例年に比べて規模は小さくなったショーでしたが、国内メーカーはハイブリッドや電気自動車など、こぞってエコカーを発表しました。

 本年においても、各社からHVやEVなどの新型車が発売されるようですが、まさに、日本のクルマ社会はエンジンを原動機とした時代からモーターを主軸とした時代に移り変わろうとしております。

このような自動車には多くの電子部品が搭載され、高度な故障診断技術が求められており、OBDツールなどによる故障診断技術の習得は必須となりました。

 当会としても、労働安全衛生法に規定された「低圧電気取扱い業務に係る特別教育講習会」をはじめ、「ディーラー別研修会」等を開催するなど、自動車整備事業者のHV車対応の一環として、各種研修会を開催しているところでありますが、今後、HV車両の研修、新技術に対応する技術講習等が益々重要となってきたことを実感し、更なる事業展開をしていきたいと考えております。

 また、OBDツールに関しては、支部講習会を開催し、OBDテスタを各支部に1台貸与させていただいているところでありますが、支部においては、是非ともOBDテスタを有効にご活用いただき、新技術に対応していただきたいと存じます。


 昨年は、自動車整備業界の二年に一度の大きなイベントである「第17回全日本自動車整備技能競技大会」が開催されました。

 当会においても昨年7月、「第12回東京都自動車整備技能競技大会」を開催し、東京代表チームを選抜し全国大会に臨みました。その結果、全国総合第4位という輝かしい成績を得ることができました。

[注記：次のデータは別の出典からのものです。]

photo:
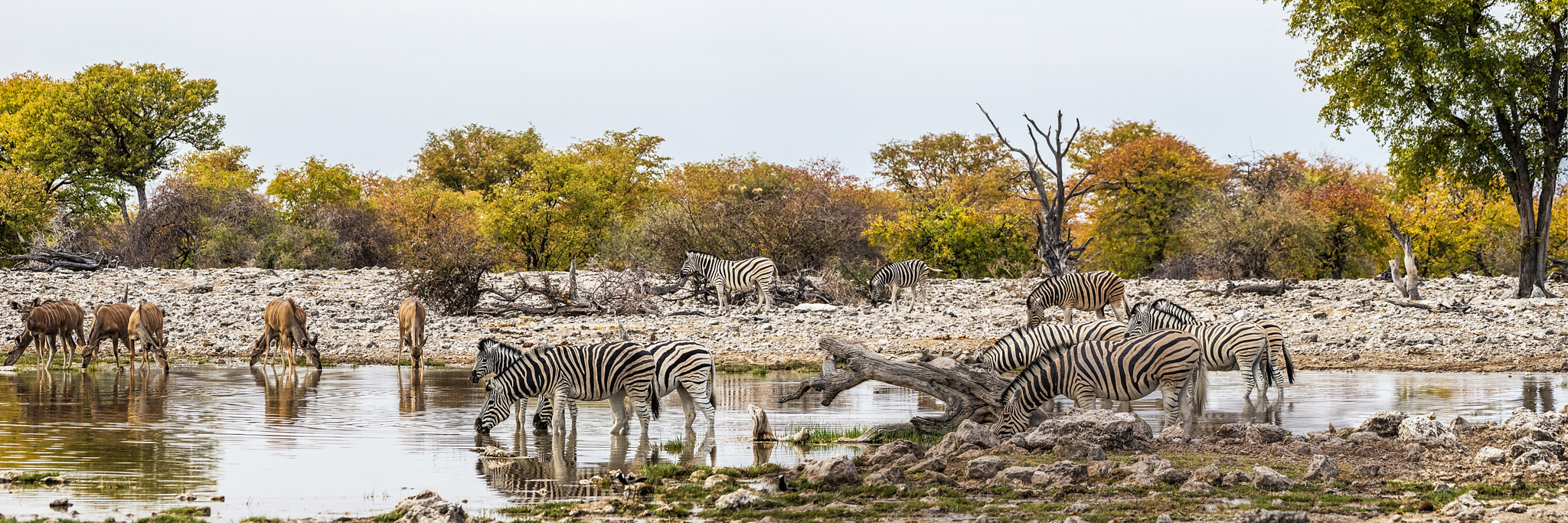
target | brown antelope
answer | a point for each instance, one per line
(411, 330)
(112, 321)
(286, 324)
(146, 325)
(49, 319)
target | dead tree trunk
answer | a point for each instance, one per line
(1409, 286)
(968, 391)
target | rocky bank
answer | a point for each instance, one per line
(1330, 324)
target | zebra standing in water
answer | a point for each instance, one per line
(583, 373)
(734, 275)
(1167, 360)
(1167, 315)
(1087, 291)
(681, 366)
(902, 275)
(1024, 345)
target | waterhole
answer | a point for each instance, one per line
(356, 440)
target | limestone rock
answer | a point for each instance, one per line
(1427, 433)
(1383, 423)
(1266, 478)
(836, 470)
(984, 467)
(739, 498)
(1322, 467)
(429, 508)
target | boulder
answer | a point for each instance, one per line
(984, 467)
(1426, 431)
(739, 498)
(969, 436)
(1383, 423)
(887, 478)
(1491, 456)
(1112, 431)
(429, 508)
(1080, 451)
(1060, 475)
(894, 451)
(1322, 467)
(836, 470)
(1266, 478)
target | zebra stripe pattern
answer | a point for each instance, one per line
(902, 275)
(1089, 291)
(1023, 346)
(734, 275)
(1228, 346)
(1167, 360)
(681, 366)
(583, 373)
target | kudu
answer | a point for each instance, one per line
(146, 325)
(411, 330)
(44, 321)
(286, 324)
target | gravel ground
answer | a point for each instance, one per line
(1330, 324)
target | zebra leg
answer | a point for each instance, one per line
(618, 423)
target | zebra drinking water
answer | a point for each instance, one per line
(1020, 348)
(1227, 346)
(902, 275)
(1087, 291)
(1167, 360)
(734, 275)
(582, 373)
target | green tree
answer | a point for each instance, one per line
(115, 126)
(1472, 91)
(475, 158)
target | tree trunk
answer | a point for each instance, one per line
(966, 391)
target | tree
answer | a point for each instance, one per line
(1473, 91)
(475, 158)
(115, 126)
(1054, 242)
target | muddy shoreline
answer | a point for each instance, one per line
(1330, 324)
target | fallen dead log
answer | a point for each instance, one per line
(968, 391)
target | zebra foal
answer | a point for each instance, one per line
(1227, 346)
(573, 373)
(734, 275)
(1167, 360)
(1086, 291)
(1024, 345)
(902, 275)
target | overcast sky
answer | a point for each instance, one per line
(363, 82)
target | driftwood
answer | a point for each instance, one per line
(1406, 285)
(1259, 289)
(61, 260)
(968, 391)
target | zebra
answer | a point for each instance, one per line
(1228, 346)
(1087, 291)
(681, 366)
(1020, 348)
(902, 275)
(583, 373)
(734, 275)
(1165, 360)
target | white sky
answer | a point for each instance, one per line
(363, 82)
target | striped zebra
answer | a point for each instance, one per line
(902, 275)
(1087, 291)
(681, 366)
(1228, 346)
(734, 275)
(1020, 348)
(1165, 360)
(582, 373)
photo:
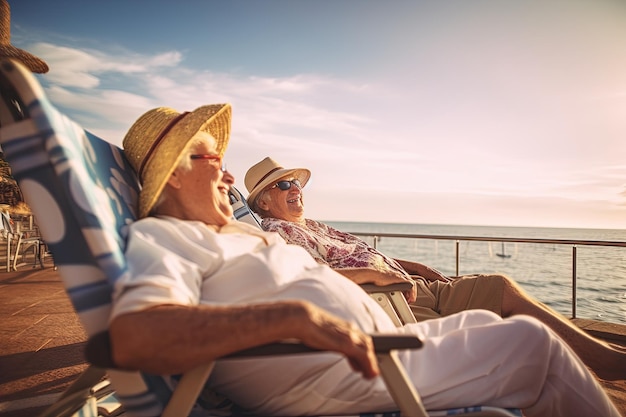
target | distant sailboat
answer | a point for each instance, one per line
(503, 254)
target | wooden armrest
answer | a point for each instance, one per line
(98, 349)
(400, 286)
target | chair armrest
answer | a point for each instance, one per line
(400, 286)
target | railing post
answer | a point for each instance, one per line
(457, 257)
(574, 283)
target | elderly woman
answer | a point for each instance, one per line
(202, 285)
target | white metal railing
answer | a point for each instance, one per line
(459, 238)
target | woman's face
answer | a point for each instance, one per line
(203, 189)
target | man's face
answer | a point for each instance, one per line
(284, 203)
(203, 190)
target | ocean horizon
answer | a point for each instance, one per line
(543, 270)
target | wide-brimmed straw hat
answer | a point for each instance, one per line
(9, 51)
(267, 172)
(156, 141)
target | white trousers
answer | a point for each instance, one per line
(477, 358)
(469, 358)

今後も会員事業場や整備士のニーズに対応した教育事業を展開し、更なる整備技術のレベルアップをサポートしていくこととしております。


 昨年、鳩山首相が国連で日本のCO2を2020年までに1990年比で25%削減することを表明したことは大きな話題となりました。

 我々整備業界においても、環境問題への対応として、環境に優しい自動車整備事業場顕彰の推薦等を展開しております。

 特に、本年においては日整連が中心となって、自動車整備業界は2012年までにCO2の排出量を5%削減するという目標を掲げております。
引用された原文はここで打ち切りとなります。